Among the obligations cited in the opinion are requirements for historically high polluters to cut emissions and enhance their sequestration of greenhouse gases. Governments could be violating their international legal obligations if they continue subsidizing fossil fuels and issuing new licenses for oil and gas production, the court said during an oral reading of its key findings.

If governments breach those obligations, they could be legally liable, and potentially subject to orders from the ICJ or other courts requiring them to cease climate-harming activities or make compensation payments to climate-impacted people or countries, the opinion noted.

The court also recognized climate change as a threat to human rights.

“States have obligations under international human rights law to respect and ensure the effective enjoyment of human rights by taking necessary measures to protect the climate system and other parts of the environment,” the court noted.The court also affirmed the right to a clean, healthy and sustainable environment, as recognized by more than 150 countries. That right, the court said during its oral presentation, “is essential to the enjoyment of other human rights.”

While nonbinding, the court’s opinion interprets existing laws that are binding, and the opinion can be cited in future legal actions.

The opinion was “unexpectedly clear and strong,” said Philippe Sands, an international law expert at University College London. It marks the environment coming of age in the international legal order and its unanimity gives it extra heft, he added.

The court rejected the argument from some high-emitting nations that the United Nations Framework Convention on Climate Change is the primary source of international climate governance, which they argued requires little of nations.

The opinion also made clear that even when governments withdraw from or haven’t ratified international climate agreements, they can face similar obligations under other international laws.

The process leading to the advisory opinion was sparked by young students in Pacific Island countries who have watched their homes and futures being swallowed by rising seas. Spearheaded by Vanuatu, the United Nations General Assembly in 2023 formally requested the ICJ advisory opinion.

The result is a “milestone for climate action and the discourse on climate change,” said Ralph Regenvanu, Vanuatu’s minister of lands, geology and mines, energy and water resources.

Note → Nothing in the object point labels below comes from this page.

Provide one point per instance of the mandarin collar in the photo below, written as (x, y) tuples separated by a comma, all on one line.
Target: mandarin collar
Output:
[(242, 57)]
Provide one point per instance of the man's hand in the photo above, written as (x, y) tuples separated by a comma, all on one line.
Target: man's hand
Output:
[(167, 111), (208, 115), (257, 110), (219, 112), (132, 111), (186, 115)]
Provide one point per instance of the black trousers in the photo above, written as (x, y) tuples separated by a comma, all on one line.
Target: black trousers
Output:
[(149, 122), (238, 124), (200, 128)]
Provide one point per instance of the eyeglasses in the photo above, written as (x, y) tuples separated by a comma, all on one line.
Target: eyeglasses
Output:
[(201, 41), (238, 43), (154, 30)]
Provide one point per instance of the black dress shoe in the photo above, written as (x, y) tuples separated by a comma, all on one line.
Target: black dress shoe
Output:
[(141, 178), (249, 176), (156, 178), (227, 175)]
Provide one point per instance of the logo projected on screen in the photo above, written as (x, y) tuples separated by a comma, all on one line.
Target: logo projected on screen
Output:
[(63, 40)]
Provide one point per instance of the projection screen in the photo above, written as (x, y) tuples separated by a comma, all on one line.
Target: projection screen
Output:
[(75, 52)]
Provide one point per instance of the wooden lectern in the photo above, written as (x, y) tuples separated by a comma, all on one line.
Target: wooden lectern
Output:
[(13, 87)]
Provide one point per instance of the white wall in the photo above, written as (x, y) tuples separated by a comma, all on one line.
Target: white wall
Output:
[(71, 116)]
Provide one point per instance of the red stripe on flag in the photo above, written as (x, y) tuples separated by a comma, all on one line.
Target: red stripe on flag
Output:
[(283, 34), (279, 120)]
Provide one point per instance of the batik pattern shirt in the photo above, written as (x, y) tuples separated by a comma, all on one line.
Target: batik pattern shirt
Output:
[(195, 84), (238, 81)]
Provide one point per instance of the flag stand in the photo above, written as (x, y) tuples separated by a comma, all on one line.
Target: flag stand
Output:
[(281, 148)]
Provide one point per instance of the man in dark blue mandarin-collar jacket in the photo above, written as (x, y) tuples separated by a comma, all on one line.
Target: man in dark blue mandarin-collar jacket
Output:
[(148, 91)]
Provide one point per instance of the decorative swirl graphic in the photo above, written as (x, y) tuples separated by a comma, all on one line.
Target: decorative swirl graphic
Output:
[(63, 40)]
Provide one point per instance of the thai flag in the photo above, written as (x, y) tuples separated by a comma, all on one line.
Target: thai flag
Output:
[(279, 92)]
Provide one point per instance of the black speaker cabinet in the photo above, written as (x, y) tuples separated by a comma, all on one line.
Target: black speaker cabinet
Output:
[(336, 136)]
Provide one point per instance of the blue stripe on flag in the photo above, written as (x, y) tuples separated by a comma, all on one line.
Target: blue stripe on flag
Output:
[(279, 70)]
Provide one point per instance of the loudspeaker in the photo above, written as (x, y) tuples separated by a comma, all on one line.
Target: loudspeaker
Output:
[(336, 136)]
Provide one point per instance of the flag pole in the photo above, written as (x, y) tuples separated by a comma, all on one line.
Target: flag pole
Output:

A nation’s failure to control emissions from private companies, the judges agreed, can be a breach of its international legal obligations.

“For the first time in history, the ICJ has spoken directly about the biggest threat facing humanity, which is climate change,” he said. “I want to also reflect on the importance of the science. We’ve heard in this advisory opinion that climate science is the heart of climate law and the compass for climate justice.”

The opinion recognized the Intergovernmental Panel on Climate Change as the best available source of climate science and quoted the IPCC’s prior findings that 1.5 degrees Celsius of warming is unsafe for most nations and people.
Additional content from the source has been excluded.